While the election of Joe Biden as U.S. president seems to be ushering in a new era of liberal Catholic (and, in general, liberal religious) influence, by closely aligning themselves with the Democratic administration, liberal Catholic activists and leaders run the risk of being perceived to be as partisan as evangelicals were under the Trump presidency, according to Ross Douthat in the New York Times (January 24). Douthat writes that recent presidential administrations have been marked by differing religious cultures—from the evangelical-conservative Catholic alliance of the Bush presidency to Obama’s mix of mainline Protestant and black church influence (along with a secular “woke progressivism” during his latter term), to the prosperity gospel and Christian nationalist thrust of the Trump era. The Catholic cast of Biden’s Inauguration Day ceremonies was evident in the Jesuit invocation, his quote from St.

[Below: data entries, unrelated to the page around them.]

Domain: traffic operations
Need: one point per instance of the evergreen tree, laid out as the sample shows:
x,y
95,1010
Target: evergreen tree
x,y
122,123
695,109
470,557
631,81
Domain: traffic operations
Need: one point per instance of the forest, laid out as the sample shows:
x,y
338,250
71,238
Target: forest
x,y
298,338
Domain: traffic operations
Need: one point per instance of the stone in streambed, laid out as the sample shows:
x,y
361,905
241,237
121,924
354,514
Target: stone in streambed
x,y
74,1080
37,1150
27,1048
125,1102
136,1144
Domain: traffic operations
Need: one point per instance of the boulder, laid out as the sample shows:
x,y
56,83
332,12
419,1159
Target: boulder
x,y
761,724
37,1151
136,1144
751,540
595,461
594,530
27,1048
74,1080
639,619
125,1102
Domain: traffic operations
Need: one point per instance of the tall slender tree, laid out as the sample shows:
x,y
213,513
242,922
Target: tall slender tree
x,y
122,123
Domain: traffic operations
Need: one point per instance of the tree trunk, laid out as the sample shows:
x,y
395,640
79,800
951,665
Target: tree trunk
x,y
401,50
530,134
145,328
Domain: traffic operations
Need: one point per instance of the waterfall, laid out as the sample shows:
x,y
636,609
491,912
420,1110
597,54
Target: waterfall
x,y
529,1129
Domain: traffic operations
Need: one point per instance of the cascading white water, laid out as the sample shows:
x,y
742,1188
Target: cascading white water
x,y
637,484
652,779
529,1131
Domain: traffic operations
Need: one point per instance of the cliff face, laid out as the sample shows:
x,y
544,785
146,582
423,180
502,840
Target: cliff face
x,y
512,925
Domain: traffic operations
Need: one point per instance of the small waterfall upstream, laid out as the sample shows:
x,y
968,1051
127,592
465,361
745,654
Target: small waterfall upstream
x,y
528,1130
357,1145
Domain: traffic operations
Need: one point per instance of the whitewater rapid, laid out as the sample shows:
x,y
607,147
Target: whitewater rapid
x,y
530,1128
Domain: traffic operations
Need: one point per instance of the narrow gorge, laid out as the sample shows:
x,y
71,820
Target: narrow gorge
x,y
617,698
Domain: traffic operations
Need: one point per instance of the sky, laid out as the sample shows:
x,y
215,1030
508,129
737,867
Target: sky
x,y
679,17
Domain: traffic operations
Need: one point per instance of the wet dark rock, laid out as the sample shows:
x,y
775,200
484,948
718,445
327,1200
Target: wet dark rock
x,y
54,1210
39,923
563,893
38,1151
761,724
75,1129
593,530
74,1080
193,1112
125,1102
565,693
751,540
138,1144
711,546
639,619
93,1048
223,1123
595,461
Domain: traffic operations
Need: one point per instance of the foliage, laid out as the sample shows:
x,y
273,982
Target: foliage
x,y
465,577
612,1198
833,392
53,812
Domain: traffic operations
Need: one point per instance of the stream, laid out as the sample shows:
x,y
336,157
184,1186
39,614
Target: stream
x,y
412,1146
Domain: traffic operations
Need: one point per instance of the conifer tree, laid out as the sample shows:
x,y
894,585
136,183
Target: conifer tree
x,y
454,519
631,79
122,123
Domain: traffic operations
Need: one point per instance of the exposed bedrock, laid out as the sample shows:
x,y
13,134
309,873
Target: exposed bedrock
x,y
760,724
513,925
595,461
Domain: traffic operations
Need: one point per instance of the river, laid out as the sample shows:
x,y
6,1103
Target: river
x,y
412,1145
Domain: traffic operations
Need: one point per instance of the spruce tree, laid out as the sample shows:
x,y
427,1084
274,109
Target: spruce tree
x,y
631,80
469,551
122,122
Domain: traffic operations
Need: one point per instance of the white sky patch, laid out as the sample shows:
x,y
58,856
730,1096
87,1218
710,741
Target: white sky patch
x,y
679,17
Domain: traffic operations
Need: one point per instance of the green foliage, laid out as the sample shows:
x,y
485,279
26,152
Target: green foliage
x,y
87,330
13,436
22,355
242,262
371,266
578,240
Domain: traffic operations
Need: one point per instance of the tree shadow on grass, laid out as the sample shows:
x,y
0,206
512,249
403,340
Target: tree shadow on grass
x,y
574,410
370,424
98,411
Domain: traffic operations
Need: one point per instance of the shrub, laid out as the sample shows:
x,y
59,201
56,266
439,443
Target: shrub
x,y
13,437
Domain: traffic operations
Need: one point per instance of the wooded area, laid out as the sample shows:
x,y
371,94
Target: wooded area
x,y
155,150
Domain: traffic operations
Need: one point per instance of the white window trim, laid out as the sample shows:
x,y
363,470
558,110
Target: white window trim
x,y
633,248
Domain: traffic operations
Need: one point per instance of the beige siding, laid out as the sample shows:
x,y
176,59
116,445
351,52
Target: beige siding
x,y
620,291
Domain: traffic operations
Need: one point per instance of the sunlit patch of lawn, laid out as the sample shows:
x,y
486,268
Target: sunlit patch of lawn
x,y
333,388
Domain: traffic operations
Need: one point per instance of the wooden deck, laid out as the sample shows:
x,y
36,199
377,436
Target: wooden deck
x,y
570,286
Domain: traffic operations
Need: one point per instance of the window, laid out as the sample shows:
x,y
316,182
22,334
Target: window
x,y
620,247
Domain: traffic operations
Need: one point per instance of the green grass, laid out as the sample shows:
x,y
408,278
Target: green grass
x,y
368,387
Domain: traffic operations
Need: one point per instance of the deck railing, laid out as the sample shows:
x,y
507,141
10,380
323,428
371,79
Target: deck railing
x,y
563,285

Augustine, and the ethnic Catholic representation in other speakers and celebrants. By “liberal Catholicism” Douthat is referring not so much to theology but to a cultural strand of the church devoted to the Vatican II teachings, the papacy of Francis, and Catholic social teachings on issues such as war and peace and the economy.

He adds that there is little doubt that many figures in Pope Francis’s inner circle have largely welcomed the Biden presidency. When the United States Conference of Catholic Bishops (USCCB) issued a strong critique of Biden’s position on abortion, “there was apparent pushback from the Vatican and explicit pushback from the most Francis-aligned of the American cardinals.” But Douthat, a conservative Catholic, ventures that liberal Catholicism can plausibly “claim the religious center…[and] fill the Mainline’s vanished role” since it does have an institutional presence (in contrast to American religious individualism), a multiethnic character, and a “fervent inclusivity.” Yet, such Catholic liberalism faces the danger of being subsumed into political liberalism or taken over from within by progressive orthodoxies that could set Biden’s agenda on current social questions. There also remains a disjuncture between this liberal Catholic culture and the American church leadership. In Commonweal magazine (January 28), liberal Catholic theologian Massimo Faggioli writes that the U.S. bishops’ rebuke to Biden represents an estrangement of American Catholic leadership from both the new administration and the Vatican, as well as a significant segment of Catholics. While a few prominent bishops, such as Chicago’s Blasé Cupich, criticized the statement, most church leaders will not dissent publicly, Faggioli writes. Even though the day after the inauguration the USCCB praised Biden’s rejoining the Paris Agreement, reinstating DACA protections, and reversing Trump’s Muslim ban, he argues that the “wrong note” had been struck, signaling strained church-state relations in the years ahead.